Douglas A. McIntyre is the co-founder, chief executive officer and editor in chief of 24/7 Wall St. and 24/7 Tempo. He has held these jobs since 2006.

McIntyre has written thousands of articles for 24/7 Wall St. He is an expert on corporate finance, the automotive industry, media companies and international finance. He has edited articles on national demographics, sports, personal income and travel.

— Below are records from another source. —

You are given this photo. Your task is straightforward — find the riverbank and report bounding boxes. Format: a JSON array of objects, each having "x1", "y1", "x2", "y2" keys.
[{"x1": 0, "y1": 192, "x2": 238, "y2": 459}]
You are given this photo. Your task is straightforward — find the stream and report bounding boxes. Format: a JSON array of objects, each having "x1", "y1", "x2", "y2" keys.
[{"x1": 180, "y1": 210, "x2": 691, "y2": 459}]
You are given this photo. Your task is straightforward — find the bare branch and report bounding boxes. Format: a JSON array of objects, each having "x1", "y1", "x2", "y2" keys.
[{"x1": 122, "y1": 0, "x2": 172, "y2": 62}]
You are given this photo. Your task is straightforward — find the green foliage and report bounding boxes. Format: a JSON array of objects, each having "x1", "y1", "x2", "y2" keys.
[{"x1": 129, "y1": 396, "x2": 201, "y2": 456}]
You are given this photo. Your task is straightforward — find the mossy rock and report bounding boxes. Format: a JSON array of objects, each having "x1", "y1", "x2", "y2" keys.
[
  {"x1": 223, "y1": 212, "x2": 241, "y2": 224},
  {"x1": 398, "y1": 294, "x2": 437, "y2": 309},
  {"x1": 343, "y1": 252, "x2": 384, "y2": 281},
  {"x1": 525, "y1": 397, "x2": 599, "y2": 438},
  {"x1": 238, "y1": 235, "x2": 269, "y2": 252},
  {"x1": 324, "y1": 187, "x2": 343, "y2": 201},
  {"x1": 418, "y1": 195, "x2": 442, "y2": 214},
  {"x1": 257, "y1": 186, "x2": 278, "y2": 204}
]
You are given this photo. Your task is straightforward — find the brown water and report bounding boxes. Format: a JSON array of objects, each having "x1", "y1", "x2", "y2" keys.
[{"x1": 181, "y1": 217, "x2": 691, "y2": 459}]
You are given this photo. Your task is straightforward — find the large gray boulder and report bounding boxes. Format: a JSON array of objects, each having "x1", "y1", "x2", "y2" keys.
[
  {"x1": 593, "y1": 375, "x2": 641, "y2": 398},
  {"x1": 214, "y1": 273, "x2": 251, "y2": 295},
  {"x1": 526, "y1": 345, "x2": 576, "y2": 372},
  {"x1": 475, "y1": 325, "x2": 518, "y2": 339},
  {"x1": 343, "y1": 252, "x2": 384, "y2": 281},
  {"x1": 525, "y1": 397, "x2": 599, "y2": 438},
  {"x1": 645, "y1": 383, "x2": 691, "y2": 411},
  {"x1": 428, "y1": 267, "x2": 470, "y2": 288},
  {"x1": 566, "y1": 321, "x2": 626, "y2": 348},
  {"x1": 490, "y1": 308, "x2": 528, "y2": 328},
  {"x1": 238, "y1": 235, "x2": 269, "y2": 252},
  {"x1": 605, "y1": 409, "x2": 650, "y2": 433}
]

His work has been quoted or mentioned in The New York Times, The Wall Street Journal, Los Angeles Times, The Washington Post, NBC News, Time, The New Yorker, HuffPost USA Today, Business Insider, Yahoo, AOL, MarketWatch, The Atlantic, Bloomberg, New York Post, Chicago Tribune, Forbes, The Guardian and many other major publications. McIntyre has been a guest on CNBC, the BBC and television and radio stations across the country.

A magna cum laude graduate of Harvard College, McIntyre also was president of The Harvard Advocate. Founded in 1866, the Advocate is the oldest college publication in the United States.

TheStreet.com, Comps.com and Edgar Online are some of the public companies for which McIntyre served on the board of directors. He was a Vicinity Corporation board member when the company was sold to Microsoft in 2002. He served on the audit committees of some of these companies.

McIntyre has been the CEO of FutureSource, a provider of trading terminals and news to commodities and futures traders. He was president of Switchboard, the online phone directory company. He served as chairman and CEO of On2 Technologies, the video compression company that provided video compression software for Adobe’s Flash. Google bought On2 in 2009.